Closed burniel closed 4 years ago

burniel commented 4 years ago

I have used SPM paired t-tests to compare within-participant biomechanical variables, and set alpha to 0.05. I have had quesiton raised by a reviewer of my manuscript on SPM which I would be grateful for your help with answering. They believe the standard threshold value for SPM by Pataky’s SPM1d software is a t or z value of 3.0. If a value in this range is used, it means that only points along the curve that have a p-value of < 0.0014 are being considered (assuming a z-distribution). Is this correct? As I thought the critical random field theory threshold was calculated within SPM for each data set or have I misunderstood?

0todd0000 commented 4 years ago

Your interpretation is correct. The threshold is indeed calculated separately for each dataset.

SPM uses Gaussian random field theory (RFT) to calculate the threshold that only alpha% of equivalently smooth Gaussian random fields would cross, when the null hypothesis is true. The RFT threshold changes with alpha, sample size and data smoothness.

The easiest way to think of this is with the following pseudo-code:

For usual t tests (on 0D daa):

threshold_0D_data = students_t_function(alpha, degrees_of_freedom)

For SPM t tests (on 1D data):

threshold_1D_data = rft_function(alpha, degrees_of_freedom, smoothness)

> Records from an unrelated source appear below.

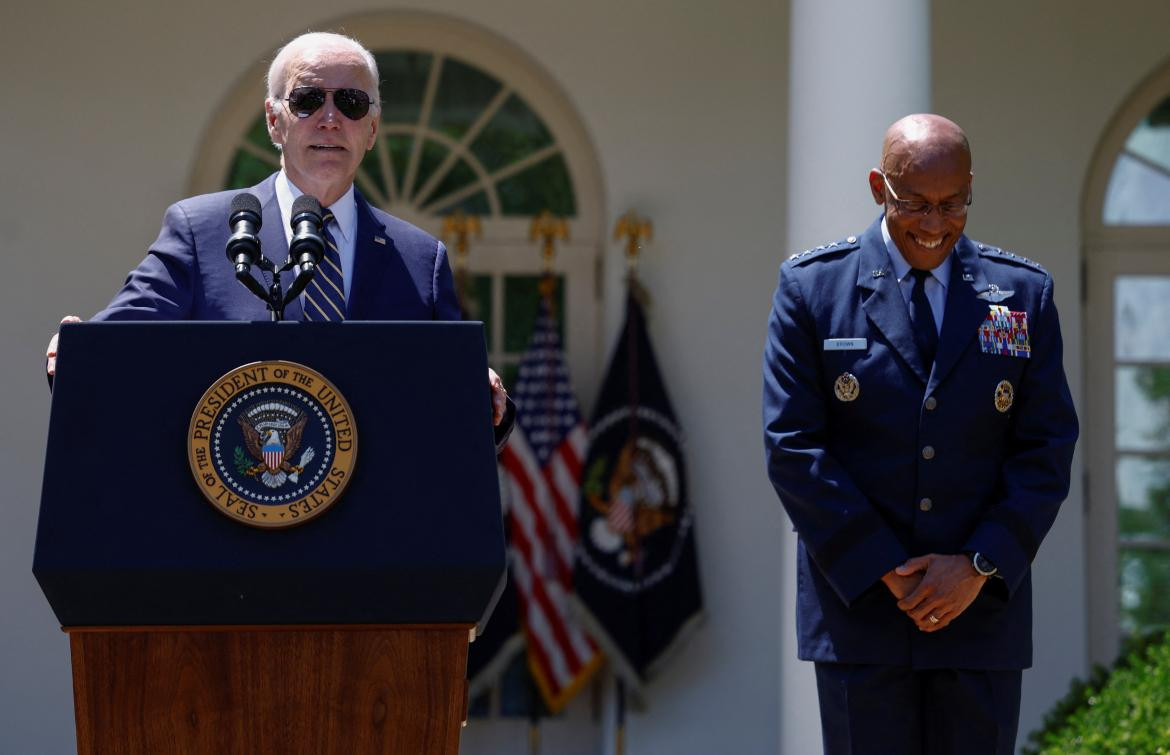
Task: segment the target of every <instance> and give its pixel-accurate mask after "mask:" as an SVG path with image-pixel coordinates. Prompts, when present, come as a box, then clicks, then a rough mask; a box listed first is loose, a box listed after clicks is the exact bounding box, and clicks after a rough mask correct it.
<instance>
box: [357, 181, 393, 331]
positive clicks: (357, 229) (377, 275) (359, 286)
mask: <svg viewBox="0 0 1170 755" xmlns="http://www.w3.org/2000/svg"><path fill="white" fill-rule="evenodd" d="M353 201H355V203H356V204H357V211H358V229H357V238H355V240H353V279H352V280H353V282H352V289H353V290H351V291H350V295H349V297H347V298H349V318H350V320H384V317H383V316H380V308H381V306H383V304H384V302H383V301H381V298H380V297H379V296H378V287H379V286H381V284H383V280H384V279H385V268H386V265H387V263H388V261H390V259H391V258H390V254H391V252H392V247H393V243H394V242H393V240H392V239H390V236H388V234H387V233H386V227H385V226H383V225H381V224H380V222H378V219H377V218H374V217H373V212H371V211H370V205H369V204H367V203H366V200H365V197H363V195H362V192H359V191H358V190H357V187H355V190H353ZM376 239H378V240H380V242H379V241H377V240H376Z"/></svg>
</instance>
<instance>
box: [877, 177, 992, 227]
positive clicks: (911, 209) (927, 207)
mask: <svg viewBox="0 0 1170 755" xmlns="http://www.w3.org/2000/svg"><path fill="white" fill-rule="evenodd" d="M878 172H879V173H881V179H882V180H883V181H886V191H888V192H889V195H890V197H893V198H894V204H895V205H897V211H899V212H903V213H906V214H908V215H915V217H918V218H925V217H927V215H929V214H930V211H931V210H934V208H935V207H937V208H938V214H940V215H942V217H943V218H962V217H964V215H966V208H968V207H969V206H970V205H971V200H972V199H973V198H975V194H973V193H972V192H971V187H970V185H969V186H968V187H966V201H944V203H942V204H940V205H935V204H931V203H929V201H923V200H921V199H899V197H897V192H895V191H894V187H893V186H890V185H889V179H888V178H886V173H885V172H882V171H878Z"/></svg>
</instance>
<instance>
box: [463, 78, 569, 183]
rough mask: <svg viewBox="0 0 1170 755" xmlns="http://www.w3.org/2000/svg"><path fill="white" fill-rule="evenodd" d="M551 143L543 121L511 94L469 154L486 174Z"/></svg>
mask: <svg viewBox="0 0 1170 755" xmlns="http://www.w3.org/2000/svg"><path fill="white" fill-rule="evenodd" d="M550 144H552V135H551V133H549V130H548V129H546V128H545V126H544V122H543V121H541V118H538V117H537V115H536V114H535V112H532V110H531V109H530V108H529V107H528V105H526V104H524V101H523V99H521V98H519V97H517V96H516V95H512V96H510V97H508V101H507V102H504V104H503V105H502V107H501V108H500V110H498V111H496V115H495V116H493V117H491V121H489V122H488V124H487V125H486V126H483V131H481V132H480V136H479V137H476V139H475V142H474V143H473V144H472V152H473V153H474V155H475V157H476V158H479V160H480V162H481V163H483V166H484V167H486V169H488V172H494V171H497V170H500V169H501V167H507V166H508V165H511V164H512V163H515V162H516V160H518V159H521V158H523V157H525V156H526V155H531V153H532V152H535V151H537V150H539V149H541V147H544V146H548V145H550Z"/></svg>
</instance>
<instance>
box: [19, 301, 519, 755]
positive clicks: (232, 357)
mask: <svg viewBox="0 0 1170 755" xmlns="http://www.w3.org/2000/svg"><path fill="white" fill-rule="evenodd" d="M60 355H61V356H60V358H59V362H57V376H56V380H55V385H54V396H53V407H51V413H50V421H49V437H48V449H47V454H46V466H44V483H43V488H42V497H41V512H40V520H39V524H37V534H36V549H35V556H34V564H33V571H34V575H35V577H36V579H37V581H39V583H40V585H41V588H42V590H43V591H44V595H46V597H47V598H48V600H49V604H50V605H51V608H53V610H54V612H55V613H56V616H57V618H59V620H60V622H61V624H62V627H63V629H64V631H66V632H68V634H69V644H70V652H71V657H73V671H74V701H75V714H76V721H77V748H78V751H80V753H102V754H105V753H216V754H219V753H314V754H317V753H338V754H340V753H346V754H351V753H395V754H397V753H404V754H406V753H409V754H411V755H417V754H419V753H452V754H454V753H456V751H457V750H459V733H460V726H461V723H462V722H463V721H464V720H466V712H467V680H466V670H467V645H468V641H469V639H472V638H474V632H475V631H476V629H477V627H482V625H483V623H484V622H486V620H487V618H488V616H489V615H490V611H491V608H493V606H494V604H495V600H496V599H497V597H498V595H500V591H501V590H502V586H503V579H504V569H505V562H504V542H503V528H502V522H501V510H500V499H498V482H497V476H496V466H495V445H494V435H493V428H491V409H490V403H489V396H488V386H487V380H486V372H487V361H486V352H484V341H483V331H482V325H480V324H479V323H439V322H418V323H415V322H412V323H372V322H371V323H363V322H346V323H319V324H316V323H238V322H222V323H122V322H118V323H78V324H71V325H63V327H62V329H61V337H60ZM271 361H281V362H290V363H295V364H298V365H304V366H305V368H309V369H311V370H316V371H317V372H319V373H321V376H323V377H325V378H326V379H328V380H329V383H330V384H331V385H332V386H335V387H336V389H337V391H338V392H339V393H340V394H342V396H343V397H344V398H345V400H346V401H347V404H349V407H350V410H351V412H352V420H353V425H355V426H356V431H357V433H356V435H357V451H356V457H355V459H353V466H352V469H351V471H350V473H349V474H347V487H346V488H345V490H344V494H343V495H342V496H340V497H338V499H337V500H336V502H332V506H331V507H330V508H329V509H328V510H323V513H319V515H314V516H312V517H311V519H308V521H304V522H303V523H297V524H296V526H295V527H281V528H261V527H253V526H249V524H247V523H242V522H241V521H238V520H236V519H233V517H230V516H228V515H226V514H225V513H223V512H221V510H216V508H218V506H216V503H215V502H214V497H213V496H205V495H204V494H202V493H201V490H200V483H199V481H198V479H197V476H195V475H194V474H193V469H194V467H195V465H194V462H191V461H188V434H190V430H191V427H193V426H194V420H195V419H197V417H195V416H194V412H195V410H197V405H199V403H200V400H201V397H204V396H205V392H209V389H212V387H213V386H214V385H215V384H216V380H219V379H220V378H221V377H222V376H225V375H227V373H229V372H232V371H233V370H236V369H238V368H240V366H241V365H247V364H250V363H256V362H271ZM339 438H340V435H338V439H339ZM337 445H338V446H340V442H338V444H337ZM216 448H218V446H216ZM225 453H226V452H225ZM236 453H238V454H239V453H240V452H239V451H236ZM318 453H319V452H318ZM302 461H303V457H302ZM236 464H238V465H239V464H241V462H240V461H239V458H238V460H236ZM240 468H241V469H242V468H243V467H242V466H241V467H240ZM257 468H259V467H257ZM305 468H308V466H307V467H305ZM261 508H262V510H264V512H274V513H275V512H277V510H278V509H280V507H278V506H275V505H274V506H271V507H267V508H266V507H264V506H262V507H261ZM274 515H275V514H274Z"/></svg>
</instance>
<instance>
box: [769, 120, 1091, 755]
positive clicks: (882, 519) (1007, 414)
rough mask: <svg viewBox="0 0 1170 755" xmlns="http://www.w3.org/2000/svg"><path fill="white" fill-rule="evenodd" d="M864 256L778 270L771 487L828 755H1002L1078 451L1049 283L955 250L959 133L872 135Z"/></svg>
mask: <svg viewBox="0 0 1170 755" xmlns="http://www.w3.org/2000/svg"><path fill="white" fill-rule="evenodd" d="M869 190H870V192H872V193H873V197H874V200H875V201H876V203H878V204H879V205H881V206H882V207H883V214H882V217H881V218H879V219H878V220H876V221H875V222H874V224H873V225H872V226H870V227H869V228H868V229H867V231H865V232H863V233H862V234H861V235H860V236H849V238H848V239H846V240H844V241H839V242H837V243H831V245H827V246H825V247H819V248H817V249H811V250H808V252H804V253H801V254H797V255H793V256H792V258H791V259H789V260H787V261H786V262H784V265H783V266H782V267H780V279H779V286H778V287H777V290H776V295H775V298H773V304H772V313H771V317H770V321H769V334H768V343H766V345H765V351H764V445H765V451H766V459H768V473H769V476H770V479H771V481H772V485H773V486H775V487H776V490H777V493H778V494H779V497H780V500H782V502H783V503H784V507H785V509H786V510H787V513H789V515H790V516H791V519H792V522H793V524H794V526H796V530H797V534H798V537H799V548H798V554H797V558H798V565H797V569H798V575H797V585H798V597H797V630H798V643H799V656H800V658H801V659H805V660H812V661H814V663H815V671H817V685H818V694H819V700H820V709H821V726H823V734H824V742H825V750H826V751H827V753H899V754H907V753H980V754H984V753H1005V754H1006V753H1011V751H1012V750H1013V748H1014V741H1016V729H1017V726H1018V719H1019V699H1020V673H1021V670H1023V668H1026V667H1027V666H1030V665H1031V663H1032V605H1031V602H1032V596H1031V576H1030V564H1031V562H1032V558H1033V557H1034V556H1035V554H1037V550H1038V548H1039V545H1040V542H1041V540H1042V538H1044V536H1045V534H1046V533H1047V531H1048V528H1049V527H1051V526H1052V522H1053V520H1054V519H1055V516H1057V510H1058V508H1059V506H1060V503H1061V501H1064V499H1065V496H1066V495H1067V493H1068V485H1069V467H1071V464H1072V457H1073V447H1074V445H1075V441H1076V435H1078V424H1076V414H1075V412H1074V409H1073V401H1072V397H1071V396H1069V392H1068V384H1067V380H1066V378H1065V372H1064V366H1062V363H1061V349H1062V345H1061V337H1060V324H1059V322H1058V317H1057V309H1055V304H1054V302H1053V283H1052V277H1051V276H1049V275H1048V273H1047V272H1046V270H1045V269H1044V268H1042V267H1040V266H1039V265H1037V263H1035V262H1032V261H1031V260H1027V259H1024V258H1020V256H1017V255H1014V254H1010V253H1007V252H1004V250H1002V249H998V248H996V247H991V246H987V245H983V243H978V242H975V241H971V240H970V239H968V238H966V236H965V235H963V228H964V226H965V224H966V215H968V207H969V206H970V204H971V152H970V147H969V145H968V140H966V137H965V135H964V133H963V131H962V129H959V128H958V125H956V124H955V123H952V122H950V121H948V119H947V118H943V117H940V116H935V115H913V116H908V117H906V118H902V119H901V121H899V122H896V123H895V124H894V125H892V126H890V128H889V130H888V131H887V133H886V139H885V143H883V145H882V155H881V164H880V167H879V169H874V170H873V171H870V172H869Z"/></svg>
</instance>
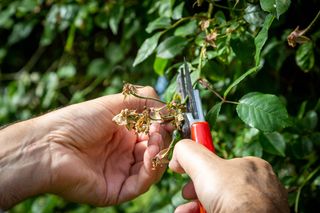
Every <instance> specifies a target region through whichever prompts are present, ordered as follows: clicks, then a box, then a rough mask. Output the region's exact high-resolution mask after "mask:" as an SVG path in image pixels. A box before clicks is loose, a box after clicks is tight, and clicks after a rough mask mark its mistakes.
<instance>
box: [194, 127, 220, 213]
mask: <svg viewBox="0 0 320 213" xmlns="http://www.w3.org/2000/svg"><path fill="white" fill-rule="evenodd" d="M191 139H192V140H194V141H196V142H197V143H199V144H202V145H204V146H205V147H207V149H209V150H210V151H212V152H214V151H215V150H214V146H213V143H212V137H211V133H210V128H209V124H208V122H206V121H201V122H195V123H193V124H192V125H191ZM199 207H200V211H199V213H206V210H205V209H204V207H203V206H202V205H201V203H200V202H199Z"/></svg>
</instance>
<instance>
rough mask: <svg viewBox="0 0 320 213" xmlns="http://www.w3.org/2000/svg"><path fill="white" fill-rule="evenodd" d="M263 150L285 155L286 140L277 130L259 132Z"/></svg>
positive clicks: (267, 151)
mask: <svg viewBox="0 0 320 213" xmlns="http://www.w3.org/2000/svg"><path fill="white" fill-rule="evenodd" d="M260 143H261V145H262V147H263V150H264V151H266V152H268V153H270V154H274V155H280V156H283V157H284V156H285V149H286V142H285V140H284V138H283V136H282V135H281V134H280V133H279V132H272V133H264V134H261V137H260Z"/></svg>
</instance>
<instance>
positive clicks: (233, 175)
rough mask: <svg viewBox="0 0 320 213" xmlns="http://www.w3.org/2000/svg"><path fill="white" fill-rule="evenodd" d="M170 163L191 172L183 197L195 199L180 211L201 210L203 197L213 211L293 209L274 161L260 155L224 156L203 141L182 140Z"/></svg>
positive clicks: (230, 211)
mask: <svg viewBox="0 0 320 213" xmlns="http://www.w3.org/2000/svg"><path fill="white" fill-rule="evenodd" d="M169 167H170V168H171V169H172V170H173V171H175V172H178V173H187V174H188V175H189V176H190V178H191V180H192V181H191V182H189V183H188V184H187V185H186V186H185V187H184V188H183V191H182V194H183V197H184V198H186V199H192V200H193V201H191V202H188V203H186V204H183V205H181V206H179V207H178V208H177V209H176V211H175V212H176V213H180V212H183V213H191V212H199V204H198V201H197V200H199V201H200V202H201V204H202V205H203V206H204V208H205V209H206V210H207V212H208V213H211V212H289V207H288V201H287V193H286V192H285V190H284V188H283V187H282V186H281V184H280V183H279V181H278V179H277V177H276V175H275V174H274V172H273V170H272V167H271V166H270V164H269V163H268V162H266V161H264V160H262V159H260V158H256V157H244V158H234V159H231V160H225V159H222V158H220V157H218V156H216V155H215V154H213V153H211V152H210V151H208V150H207V149H206V148H205V147H203V146H202V145H199V144H197V143H195V142H193V141H191V140H182V141H180V142H178V143H177V144H176V146H175V149H174V152H173V158H172V160H171V161H170V163H169Z"/></svg>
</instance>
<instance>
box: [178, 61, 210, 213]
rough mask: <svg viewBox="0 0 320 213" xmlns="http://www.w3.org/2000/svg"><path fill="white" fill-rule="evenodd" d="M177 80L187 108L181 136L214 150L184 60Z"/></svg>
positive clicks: (197, 99) (197, 92) (184, 115)
mask: <svg viewBox="0 0 320 213" xmlns="http://www.w3.org/2000/svg"><path fill="white" fill-rule="evenodd" d="M177 81H178V82H177V83H178V93H180V95H181V98H182V100H186V108H187V110H186V112H185V113H184V120H185V122H184V125H183V126H182V133H183V137H184V138H191V139H192V140H194V141H195V142H196V143H199V144H202V145H203V146H205V147H206V148H208V149H209V150H211V151H212V152H214V151H215V149H214V146H213V143H212V137H211V133H210V127H209V124H208V122H206V121H205V119H204V115H203V110H202V104H201V99H200V95H199V90H197V89H193V87H192V83H191V77H190V71H189V66H188V64H187V62H186V61H184V65H183V67H182V69H180V72H179V74H178V78H177ZM199 204H200V203H199ZM205 212H206V211H205V209H204V208H203V207H202V205H201V204H200V213H205Z"/></svg>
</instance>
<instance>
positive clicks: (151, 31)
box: [146, 17, 171, 33]
mask: <svg viewBox="0 0 320 213" xmlns="http://www.w3.org/2000/svg"><path fill="white" fill-rule="evenodd" d="M170 24H171V20H170V18H168V17H159V18H157V19H156V20H154V21H153V22H150V23H149V24H148V27H147V29H146V31H147V33H152V32H153V31H154V30H158V29H166V28H167V27H169V26H170Z"/></svg>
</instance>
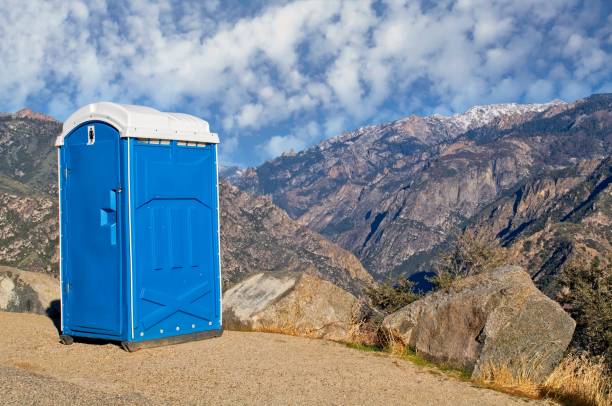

where "smoothness" is estimated as the FWHM (see Figure below). When the data are rough, they are more likely to cross an arbitrary threshold, so the threshold increases. As the data become smooth, and approach infinite smoothness, the 1D threshold approaches the 0D the threshold.

In your response to reviewers, if you'd like to cite the literature instead of this discussion, I'd suggest the following paper, which numerically validates a variety of RFT probabilities for 1D data, including showing that RFT thresholds accurately control alpha=0.05:

Pataky TC (2016) rft1d: Smooth One-Dimensional Random Field Upcrossing Probabilities in Python. Journal of Statistical Software 71 : i07. http://dx.doi.org/10.18637/jss.v071.i07

burniel commented 4 years ago

Thanks Todd, this is really helpful.